Ce texte n'est pas n'importe quel texte. C'est le moment où, enfin, Candide reconnaît qu'il ne vit pas dans le meilleur des mondes possible. C'est celui où, confronté à la souffrance humaine, il renonce à l'idéologie selon laquelle tout a un but, une raison d'être, tout peut se justifier, que Dieu a bien prévu les choses. Enfin, il partage cette souffrance, et il pleure. Ce simple passage prouve que Voltaire n'est pas raciste au sens actuel. Oui, il reconnaît des différences parmi les hommes, mais il recherche avant tout la dignité humaine. Et toute sa vie, il a lutté contre l'esclavage en tant que pratique inhumaine, en particulier le fameux Code Noir dont on parle beaucoup ces derniers temps, et qui justifiait l'esclavage dans les colonies françaises. Dans ce cadre, je trouve injuste d'attaquer une personne qui a tenté de faire évoluer les choses, qui en a même fait une lutte. Toute sa vie. Pouvons-nous blâmer Voltaire d'avoir essayé de prendre ses distances avec les idées de son temps sans y parvenir complètement ?

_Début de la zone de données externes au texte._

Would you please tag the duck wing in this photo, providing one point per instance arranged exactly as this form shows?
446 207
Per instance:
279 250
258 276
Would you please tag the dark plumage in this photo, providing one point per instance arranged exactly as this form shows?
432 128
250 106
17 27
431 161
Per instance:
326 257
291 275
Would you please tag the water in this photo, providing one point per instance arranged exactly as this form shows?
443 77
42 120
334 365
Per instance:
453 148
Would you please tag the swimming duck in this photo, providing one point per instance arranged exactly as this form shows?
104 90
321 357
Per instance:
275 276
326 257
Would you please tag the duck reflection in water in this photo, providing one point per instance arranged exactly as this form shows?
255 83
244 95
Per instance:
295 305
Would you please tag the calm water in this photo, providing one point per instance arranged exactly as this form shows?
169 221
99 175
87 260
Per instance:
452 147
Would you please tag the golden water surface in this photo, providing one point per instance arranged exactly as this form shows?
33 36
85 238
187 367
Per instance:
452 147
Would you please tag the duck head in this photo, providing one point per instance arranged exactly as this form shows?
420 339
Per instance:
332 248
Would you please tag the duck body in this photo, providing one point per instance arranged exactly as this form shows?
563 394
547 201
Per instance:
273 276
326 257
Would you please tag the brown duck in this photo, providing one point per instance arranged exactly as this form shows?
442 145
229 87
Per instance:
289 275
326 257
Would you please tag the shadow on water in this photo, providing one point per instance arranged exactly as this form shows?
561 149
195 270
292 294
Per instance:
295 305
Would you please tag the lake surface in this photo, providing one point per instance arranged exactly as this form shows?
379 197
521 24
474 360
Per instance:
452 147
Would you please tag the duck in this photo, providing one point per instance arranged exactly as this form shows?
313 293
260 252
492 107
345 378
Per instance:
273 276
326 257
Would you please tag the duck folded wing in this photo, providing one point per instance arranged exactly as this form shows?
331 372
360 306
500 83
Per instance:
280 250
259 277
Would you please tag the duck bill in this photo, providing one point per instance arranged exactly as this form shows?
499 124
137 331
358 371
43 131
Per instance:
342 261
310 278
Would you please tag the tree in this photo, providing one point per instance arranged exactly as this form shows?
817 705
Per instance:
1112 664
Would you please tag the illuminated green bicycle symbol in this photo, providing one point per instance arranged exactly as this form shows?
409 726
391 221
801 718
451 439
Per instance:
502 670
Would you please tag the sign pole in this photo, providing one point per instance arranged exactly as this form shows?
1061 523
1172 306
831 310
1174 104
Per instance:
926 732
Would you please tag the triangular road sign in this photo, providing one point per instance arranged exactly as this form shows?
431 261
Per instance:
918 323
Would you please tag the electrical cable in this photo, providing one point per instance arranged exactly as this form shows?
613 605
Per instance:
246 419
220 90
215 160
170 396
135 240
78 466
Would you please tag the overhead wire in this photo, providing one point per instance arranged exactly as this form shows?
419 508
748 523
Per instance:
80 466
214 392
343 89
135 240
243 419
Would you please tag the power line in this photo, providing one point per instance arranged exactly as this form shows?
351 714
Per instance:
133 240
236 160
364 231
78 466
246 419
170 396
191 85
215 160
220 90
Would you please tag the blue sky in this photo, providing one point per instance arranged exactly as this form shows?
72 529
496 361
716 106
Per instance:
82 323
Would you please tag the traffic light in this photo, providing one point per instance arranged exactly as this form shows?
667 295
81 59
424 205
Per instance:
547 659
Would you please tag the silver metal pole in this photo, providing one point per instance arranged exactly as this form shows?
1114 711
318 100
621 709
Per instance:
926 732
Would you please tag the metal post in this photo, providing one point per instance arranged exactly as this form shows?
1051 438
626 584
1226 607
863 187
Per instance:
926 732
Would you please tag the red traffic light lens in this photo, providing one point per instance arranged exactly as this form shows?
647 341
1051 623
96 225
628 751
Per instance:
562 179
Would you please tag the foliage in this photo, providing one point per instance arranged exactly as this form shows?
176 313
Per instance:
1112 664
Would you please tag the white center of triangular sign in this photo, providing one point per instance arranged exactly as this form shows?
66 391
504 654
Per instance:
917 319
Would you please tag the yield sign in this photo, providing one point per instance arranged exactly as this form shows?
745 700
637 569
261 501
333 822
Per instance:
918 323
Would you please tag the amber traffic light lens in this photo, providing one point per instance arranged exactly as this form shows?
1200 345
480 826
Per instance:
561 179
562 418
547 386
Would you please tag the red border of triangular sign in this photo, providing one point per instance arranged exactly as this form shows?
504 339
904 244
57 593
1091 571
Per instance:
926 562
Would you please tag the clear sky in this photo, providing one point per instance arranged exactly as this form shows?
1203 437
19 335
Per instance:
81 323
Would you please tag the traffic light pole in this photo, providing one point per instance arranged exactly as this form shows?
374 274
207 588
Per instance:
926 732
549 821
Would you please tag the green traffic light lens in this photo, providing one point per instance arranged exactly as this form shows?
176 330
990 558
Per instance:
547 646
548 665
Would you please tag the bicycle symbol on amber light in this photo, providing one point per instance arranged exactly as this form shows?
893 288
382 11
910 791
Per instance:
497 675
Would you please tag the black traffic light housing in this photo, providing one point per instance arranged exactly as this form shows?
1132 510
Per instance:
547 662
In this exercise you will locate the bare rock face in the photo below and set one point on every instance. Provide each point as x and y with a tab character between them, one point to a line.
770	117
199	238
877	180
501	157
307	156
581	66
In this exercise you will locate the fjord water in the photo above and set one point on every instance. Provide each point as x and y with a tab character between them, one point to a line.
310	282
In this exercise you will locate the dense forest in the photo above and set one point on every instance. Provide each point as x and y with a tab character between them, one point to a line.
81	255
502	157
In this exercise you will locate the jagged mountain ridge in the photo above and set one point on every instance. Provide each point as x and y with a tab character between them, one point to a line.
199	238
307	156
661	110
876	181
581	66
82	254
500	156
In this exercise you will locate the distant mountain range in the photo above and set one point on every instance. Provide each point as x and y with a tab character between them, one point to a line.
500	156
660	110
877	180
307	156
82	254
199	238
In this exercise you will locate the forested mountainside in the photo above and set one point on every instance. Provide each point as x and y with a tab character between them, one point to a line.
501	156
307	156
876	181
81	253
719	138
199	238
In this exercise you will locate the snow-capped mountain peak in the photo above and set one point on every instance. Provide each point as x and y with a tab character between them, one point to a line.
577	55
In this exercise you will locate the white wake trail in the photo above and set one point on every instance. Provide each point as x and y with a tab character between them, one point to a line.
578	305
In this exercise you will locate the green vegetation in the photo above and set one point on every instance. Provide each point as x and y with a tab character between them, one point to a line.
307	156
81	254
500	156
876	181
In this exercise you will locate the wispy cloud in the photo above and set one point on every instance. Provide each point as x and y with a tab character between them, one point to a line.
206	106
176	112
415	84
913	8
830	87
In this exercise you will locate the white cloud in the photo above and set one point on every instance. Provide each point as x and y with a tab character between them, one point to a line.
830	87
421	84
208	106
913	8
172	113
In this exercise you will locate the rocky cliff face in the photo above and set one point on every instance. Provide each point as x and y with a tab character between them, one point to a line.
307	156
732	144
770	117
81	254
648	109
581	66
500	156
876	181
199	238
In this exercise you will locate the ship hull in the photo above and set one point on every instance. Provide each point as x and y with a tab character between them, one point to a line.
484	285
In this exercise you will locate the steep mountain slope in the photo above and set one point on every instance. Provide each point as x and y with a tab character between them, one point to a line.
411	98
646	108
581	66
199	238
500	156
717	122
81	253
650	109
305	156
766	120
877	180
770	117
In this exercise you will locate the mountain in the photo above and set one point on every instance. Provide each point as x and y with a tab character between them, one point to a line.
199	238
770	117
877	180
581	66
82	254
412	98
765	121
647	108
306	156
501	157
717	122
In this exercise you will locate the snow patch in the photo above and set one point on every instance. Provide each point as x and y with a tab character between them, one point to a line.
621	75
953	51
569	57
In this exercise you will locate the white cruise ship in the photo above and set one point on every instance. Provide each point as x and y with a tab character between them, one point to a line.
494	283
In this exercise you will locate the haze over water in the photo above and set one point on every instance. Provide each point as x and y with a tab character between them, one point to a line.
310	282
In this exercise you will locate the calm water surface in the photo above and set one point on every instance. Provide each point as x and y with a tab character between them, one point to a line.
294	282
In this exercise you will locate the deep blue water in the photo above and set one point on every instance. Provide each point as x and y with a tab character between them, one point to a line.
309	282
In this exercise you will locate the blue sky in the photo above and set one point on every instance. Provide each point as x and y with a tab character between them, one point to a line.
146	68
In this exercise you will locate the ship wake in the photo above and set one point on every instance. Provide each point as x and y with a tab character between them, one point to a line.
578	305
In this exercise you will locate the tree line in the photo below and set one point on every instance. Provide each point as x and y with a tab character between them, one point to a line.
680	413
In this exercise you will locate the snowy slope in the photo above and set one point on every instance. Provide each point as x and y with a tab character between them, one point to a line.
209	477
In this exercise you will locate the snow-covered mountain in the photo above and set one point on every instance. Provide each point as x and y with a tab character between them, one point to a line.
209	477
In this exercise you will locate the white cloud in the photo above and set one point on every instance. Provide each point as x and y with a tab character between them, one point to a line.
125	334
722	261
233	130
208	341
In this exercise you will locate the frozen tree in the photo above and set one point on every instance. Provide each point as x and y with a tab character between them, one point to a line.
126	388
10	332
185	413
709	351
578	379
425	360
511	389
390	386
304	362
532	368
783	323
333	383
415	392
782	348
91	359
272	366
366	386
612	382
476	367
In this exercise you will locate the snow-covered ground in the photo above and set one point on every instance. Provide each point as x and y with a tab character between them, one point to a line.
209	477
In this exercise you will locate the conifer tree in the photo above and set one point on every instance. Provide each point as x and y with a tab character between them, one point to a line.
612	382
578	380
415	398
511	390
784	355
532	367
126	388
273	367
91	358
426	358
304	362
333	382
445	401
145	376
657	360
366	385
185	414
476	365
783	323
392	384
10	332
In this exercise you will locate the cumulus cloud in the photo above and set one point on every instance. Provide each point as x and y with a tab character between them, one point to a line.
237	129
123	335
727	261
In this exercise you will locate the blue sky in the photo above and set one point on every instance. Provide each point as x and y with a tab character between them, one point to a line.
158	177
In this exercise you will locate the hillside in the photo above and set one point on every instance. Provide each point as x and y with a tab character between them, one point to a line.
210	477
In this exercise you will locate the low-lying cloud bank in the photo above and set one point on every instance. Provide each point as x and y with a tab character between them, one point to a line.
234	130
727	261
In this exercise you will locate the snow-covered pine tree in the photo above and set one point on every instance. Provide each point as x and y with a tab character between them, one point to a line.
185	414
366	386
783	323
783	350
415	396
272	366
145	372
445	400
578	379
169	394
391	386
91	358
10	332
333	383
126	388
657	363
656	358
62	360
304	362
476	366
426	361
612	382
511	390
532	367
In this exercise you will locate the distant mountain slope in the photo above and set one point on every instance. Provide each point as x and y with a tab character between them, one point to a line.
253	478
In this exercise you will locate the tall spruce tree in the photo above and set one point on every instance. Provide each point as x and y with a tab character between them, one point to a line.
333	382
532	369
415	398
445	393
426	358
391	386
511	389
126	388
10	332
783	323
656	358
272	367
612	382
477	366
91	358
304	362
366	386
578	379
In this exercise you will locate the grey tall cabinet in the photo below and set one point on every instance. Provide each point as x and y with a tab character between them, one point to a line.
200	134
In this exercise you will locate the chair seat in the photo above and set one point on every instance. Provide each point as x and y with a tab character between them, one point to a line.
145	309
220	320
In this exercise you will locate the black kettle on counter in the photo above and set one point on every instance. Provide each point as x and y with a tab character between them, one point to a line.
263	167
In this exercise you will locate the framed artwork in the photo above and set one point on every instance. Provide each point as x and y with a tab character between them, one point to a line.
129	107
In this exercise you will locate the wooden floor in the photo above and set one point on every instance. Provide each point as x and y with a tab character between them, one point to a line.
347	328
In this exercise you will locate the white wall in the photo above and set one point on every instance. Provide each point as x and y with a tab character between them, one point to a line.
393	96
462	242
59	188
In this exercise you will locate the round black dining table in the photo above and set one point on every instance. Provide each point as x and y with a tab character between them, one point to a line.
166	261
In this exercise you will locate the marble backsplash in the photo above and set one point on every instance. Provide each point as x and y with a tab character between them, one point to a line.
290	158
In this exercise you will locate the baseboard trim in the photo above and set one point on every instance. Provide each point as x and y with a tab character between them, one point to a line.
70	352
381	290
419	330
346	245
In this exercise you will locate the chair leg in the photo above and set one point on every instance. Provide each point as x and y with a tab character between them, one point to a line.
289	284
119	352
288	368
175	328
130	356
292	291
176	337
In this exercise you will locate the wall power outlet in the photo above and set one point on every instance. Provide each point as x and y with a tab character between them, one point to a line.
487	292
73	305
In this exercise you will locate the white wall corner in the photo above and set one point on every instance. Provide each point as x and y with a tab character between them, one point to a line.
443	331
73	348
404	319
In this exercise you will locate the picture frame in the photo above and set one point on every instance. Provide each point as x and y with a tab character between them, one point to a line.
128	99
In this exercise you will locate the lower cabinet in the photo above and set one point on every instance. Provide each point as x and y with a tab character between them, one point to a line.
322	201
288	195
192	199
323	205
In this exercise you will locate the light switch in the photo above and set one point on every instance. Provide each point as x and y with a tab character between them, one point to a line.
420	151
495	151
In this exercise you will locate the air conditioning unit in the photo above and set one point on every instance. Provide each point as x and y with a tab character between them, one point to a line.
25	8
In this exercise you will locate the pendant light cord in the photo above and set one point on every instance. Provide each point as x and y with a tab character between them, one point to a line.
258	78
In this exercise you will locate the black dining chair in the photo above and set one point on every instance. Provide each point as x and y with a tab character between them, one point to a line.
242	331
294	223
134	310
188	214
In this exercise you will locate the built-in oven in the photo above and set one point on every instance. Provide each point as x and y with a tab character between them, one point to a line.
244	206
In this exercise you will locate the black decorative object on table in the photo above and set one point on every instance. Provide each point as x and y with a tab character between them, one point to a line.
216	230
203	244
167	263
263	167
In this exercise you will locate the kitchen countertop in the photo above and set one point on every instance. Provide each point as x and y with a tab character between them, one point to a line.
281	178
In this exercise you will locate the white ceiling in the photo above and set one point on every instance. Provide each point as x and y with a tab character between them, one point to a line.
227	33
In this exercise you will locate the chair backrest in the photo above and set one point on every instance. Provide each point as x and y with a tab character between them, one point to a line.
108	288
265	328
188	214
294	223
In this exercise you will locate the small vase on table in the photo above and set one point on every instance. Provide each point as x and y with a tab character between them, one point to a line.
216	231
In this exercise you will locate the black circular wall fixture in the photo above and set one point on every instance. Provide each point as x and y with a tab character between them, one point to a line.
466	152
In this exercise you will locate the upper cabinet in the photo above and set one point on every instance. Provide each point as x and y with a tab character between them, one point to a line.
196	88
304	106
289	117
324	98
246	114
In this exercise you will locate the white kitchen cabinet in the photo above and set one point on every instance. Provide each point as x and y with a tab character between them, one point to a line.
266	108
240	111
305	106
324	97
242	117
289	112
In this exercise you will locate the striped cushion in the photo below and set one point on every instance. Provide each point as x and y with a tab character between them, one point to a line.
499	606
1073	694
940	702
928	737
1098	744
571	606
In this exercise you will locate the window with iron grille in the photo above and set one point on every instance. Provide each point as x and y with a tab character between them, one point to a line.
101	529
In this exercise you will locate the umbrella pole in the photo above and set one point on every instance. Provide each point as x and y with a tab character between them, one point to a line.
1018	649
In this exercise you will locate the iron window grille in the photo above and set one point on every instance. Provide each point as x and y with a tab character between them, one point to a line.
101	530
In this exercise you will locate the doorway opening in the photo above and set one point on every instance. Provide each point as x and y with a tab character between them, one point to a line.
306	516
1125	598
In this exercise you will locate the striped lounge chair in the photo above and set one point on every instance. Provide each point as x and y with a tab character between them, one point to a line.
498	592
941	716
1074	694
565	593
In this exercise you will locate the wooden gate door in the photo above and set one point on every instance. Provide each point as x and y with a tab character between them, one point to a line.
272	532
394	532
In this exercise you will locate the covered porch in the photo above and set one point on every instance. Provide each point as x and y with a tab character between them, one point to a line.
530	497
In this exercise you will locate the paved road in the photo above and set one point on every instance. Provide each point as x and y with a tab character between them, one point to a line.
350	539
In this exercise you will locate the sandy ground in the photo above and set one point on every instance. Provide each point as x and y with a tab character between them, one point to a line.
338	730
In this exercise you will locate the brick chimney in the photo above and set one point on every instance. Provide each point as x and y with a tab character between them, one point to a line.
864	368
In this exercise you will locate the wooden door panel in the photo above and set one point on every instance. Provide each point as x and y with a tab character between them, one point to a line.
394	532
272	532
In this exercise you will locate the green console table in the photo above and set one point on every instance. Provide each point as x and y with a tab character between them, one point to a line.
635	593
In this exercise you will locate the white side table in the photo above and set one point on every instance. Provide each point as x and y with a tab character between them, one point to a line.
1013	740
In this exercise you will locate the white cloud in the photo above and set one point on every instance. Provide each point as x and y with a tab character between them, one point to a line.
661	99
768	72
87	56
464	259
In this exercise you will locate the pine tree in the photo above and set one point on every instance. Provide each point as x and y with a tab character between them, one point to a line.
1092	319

Cependant, les textes de Voltaire, et des Lumières de façon générale, sont effectivement à l'origine de l'attitude coloniale du 19e siècle. Le 18e siècle, on l'oublie souvent, est un siècle d'exploration et de fascination pour l'exotisme. Voltaire est un être cosmopolite, il a voyagé dans toute l'Europe et s'est intéressé aux autres cultures : musulmane, asiatique, mais aussi celles des "indigènes" qu'on découvre encore à l'époque. Souvent, on trouve ces nouvelles peuplades "innocentes", "pures". Ce n'est pas nouveau, cette attitude date de la découverte de l'Amérique : à l'Europe civilisée s'oppose l'innocence enfantine des "sauvages", qu'on assimile à des frères plus jeunes, vivant dans un nouvel Eden (là encore, vous remarquerez l'omniprésence de la religion). De ce fait, on les considère comme des ignorants. Dans ce sens, lorsque l'occidental se présente, il propose des solutions et essaie de "civiliser" l'autre. De lui montrer comment agir bien, juste.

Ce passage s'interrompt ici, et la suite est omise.